• How to analyse Application level performance for Outlook and SharePoint online

    If we've stepped through all the network level checks and all looks good from that perspective, then we need to move up the stack to the application itself and see if something above the network is causing performance issues.

    This can prove tricky with Office 365 as the information is almost always encrypted within an SSL session, however there are a number of methods we can use to look at how the application itself is performing and how long the requests we send to the remote server are taking to get a response. From this we can see if we've got a problem with the client or on the Datacenter side.

    When we're working on-prem this is a lot easier.
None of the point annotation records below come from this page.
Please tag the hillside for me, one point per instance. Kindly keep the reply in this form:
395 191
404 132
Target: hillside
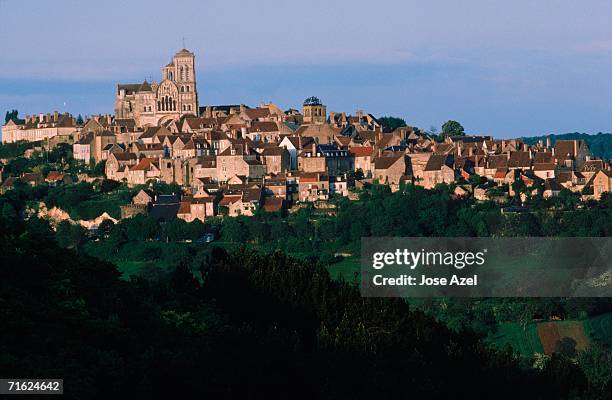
600 144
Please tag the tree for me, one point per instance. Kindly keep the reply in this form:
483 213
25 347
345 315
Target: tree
452 128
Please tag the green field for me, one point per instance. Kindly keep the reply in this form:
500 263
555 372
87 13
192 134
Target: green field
527 341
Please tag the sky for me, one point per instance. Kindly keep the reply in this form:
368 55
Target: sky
504 68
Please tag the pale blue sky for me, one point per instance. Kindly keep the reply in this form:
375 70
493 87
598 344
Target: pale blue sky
503 68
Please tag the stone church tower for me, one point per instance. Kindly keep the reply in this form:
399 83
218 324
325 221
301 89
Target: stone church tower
154 103
314 111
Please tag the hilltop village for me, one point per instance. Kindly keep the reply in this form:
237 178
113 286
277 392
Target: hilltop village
235 159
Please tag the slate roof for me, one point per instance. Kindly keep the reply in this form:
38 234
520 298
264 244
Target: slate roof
436 161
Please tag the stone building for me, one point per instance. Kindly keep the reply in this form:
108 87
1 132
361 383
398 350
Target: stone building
314 111
154 103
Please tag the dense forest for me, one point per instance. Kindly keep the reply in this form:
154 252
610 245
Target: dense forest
238 325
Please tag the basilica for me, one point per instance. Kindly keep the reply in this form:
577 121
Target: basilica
151 103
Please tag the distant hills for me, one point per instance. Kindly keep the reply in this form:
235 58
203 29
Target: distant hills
600 144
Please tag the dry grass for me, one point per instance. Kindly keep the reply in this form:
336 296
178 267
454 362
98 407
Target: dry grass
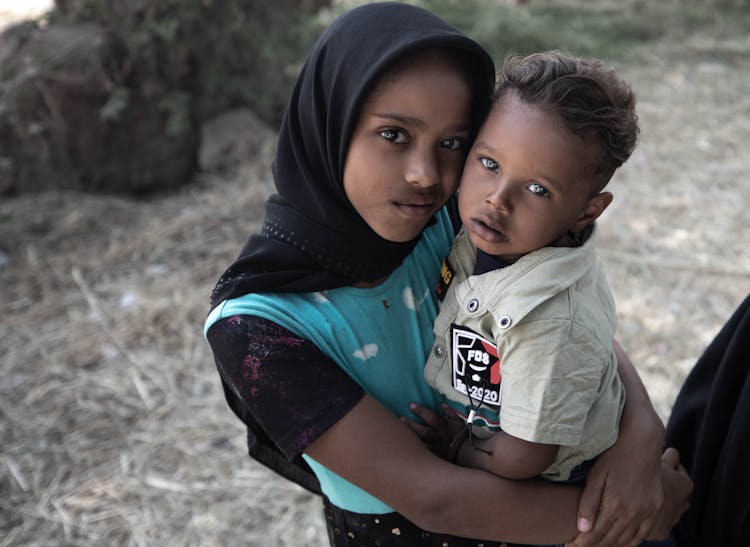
113 429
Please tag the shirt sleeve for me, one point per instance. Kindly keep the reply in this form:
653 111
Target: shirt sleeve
293 390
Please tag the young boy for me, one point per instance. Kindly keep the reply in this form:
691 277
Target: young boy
523 351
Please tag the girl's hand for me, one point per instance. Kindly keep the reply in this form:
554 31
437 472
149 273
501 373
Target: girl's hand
623 496
677 489
438 431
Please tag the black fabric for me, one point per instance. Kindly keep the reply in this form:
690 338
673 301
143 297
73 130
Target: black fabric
312 238
710 426
283 387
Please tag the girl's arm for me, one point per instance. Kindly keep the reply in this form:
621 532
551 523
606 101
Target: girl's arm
624 494
372 448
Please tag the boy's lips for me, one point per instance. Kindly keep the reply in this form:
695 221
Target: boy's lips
488 229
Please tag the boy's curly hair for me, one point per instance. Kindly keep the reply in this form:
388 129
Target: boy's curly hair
588 96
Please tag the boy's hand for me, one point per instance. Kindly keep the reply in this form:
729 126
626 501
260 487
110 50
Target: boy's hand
439 431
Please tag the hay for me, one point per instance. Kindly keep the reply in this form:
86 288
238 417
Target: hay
113 427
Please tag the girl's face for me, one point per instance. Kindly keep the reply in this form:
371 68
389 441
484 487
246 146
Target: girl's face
408 147
527 181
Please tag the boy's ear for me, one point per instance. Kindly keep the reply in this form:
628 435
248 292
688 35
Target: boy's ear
594 208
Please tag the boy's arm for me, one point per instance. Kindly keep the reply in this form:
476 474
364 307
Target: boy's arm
507 456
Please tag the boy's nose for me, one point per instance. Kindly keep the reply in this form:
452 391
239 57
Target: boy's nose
501 199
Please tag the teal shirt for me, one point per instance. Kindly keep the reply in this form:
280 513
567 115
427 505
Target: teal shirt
379 336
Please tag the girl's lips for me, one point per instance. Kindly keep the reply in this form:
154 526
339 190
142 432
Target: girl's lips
487 230
415 210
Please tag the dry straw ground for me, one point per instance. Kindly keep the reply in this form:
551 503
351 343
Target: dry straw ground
113 429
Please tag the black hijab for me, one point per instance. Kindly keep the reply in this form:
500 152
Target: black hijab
312 238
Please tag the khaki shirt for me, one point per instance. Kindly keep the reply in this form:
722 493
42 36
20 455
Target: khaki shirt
532 343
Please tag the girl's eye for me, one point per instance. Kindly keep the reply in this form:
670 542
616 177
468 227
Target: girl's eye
538 190
489 163
393 135
454 143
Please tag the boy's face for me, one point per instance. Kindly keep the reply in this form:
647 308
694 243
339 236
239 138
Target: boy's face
408 148
527 181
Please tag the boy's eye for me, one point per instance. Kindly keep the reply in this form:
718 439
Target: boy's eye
393 135
489 163
454 143
539 190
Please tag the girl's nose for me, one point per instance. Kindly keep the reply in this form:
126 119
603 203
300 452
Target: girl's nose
422 168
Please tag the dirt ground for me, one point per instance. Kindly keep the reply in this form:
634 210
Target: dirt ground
113 429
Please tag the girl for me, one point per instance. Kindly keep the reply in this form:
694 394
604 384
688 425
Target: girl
320 327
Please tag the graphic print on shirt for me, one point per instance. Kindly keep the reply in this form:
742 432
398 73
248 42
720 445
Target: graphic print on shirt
475 365
367 351
410 300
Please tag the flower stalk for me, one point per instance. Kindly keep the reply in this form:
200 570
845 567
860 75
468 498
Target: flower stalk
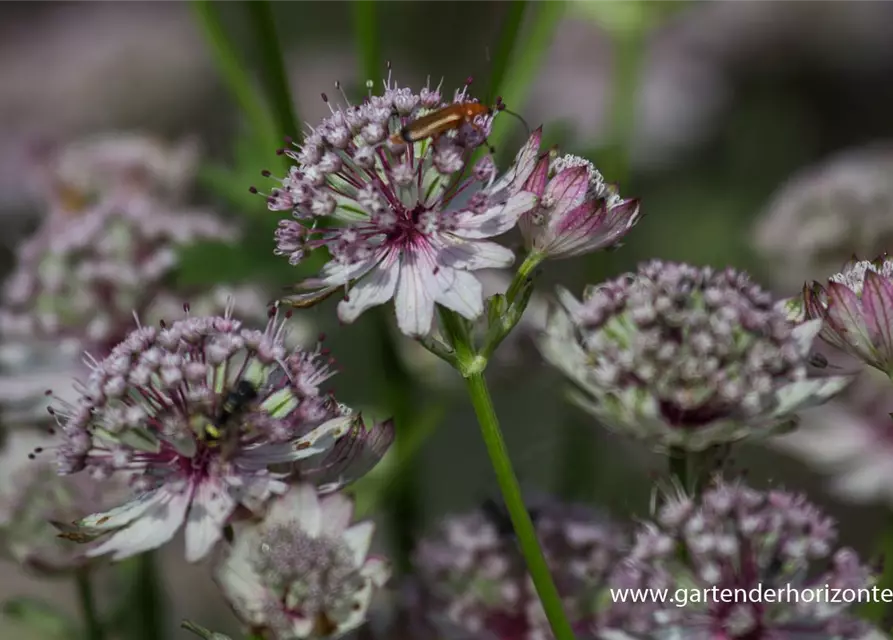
93 629
511 493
We can normally match up a request to a response as long as it's in the clear by using a network packet sniffer such as Netmon or WireShark, so we'll be able to see an RPC call to its response in Outlook and a HTTP GET to its response in SharePoint. When these requests are encrypted then that becomes impossible. So how do we do it? Well the methods vary with each product:

    I've tried my best to make the images viewable without clicking out, any smaller ones should have a link to view full page if you need though.

    Outlook

    Outlook performance can be a tricky one at the best of times, especially so when using HTTPS.

    We can however use the inbuilt connection status tool to look at the performance. Ctrl + Right click the Outlook icon in the bottom right of your task bar and click on 'Connection Status'. This will give you a whole heap of information on Outlook's connectivity.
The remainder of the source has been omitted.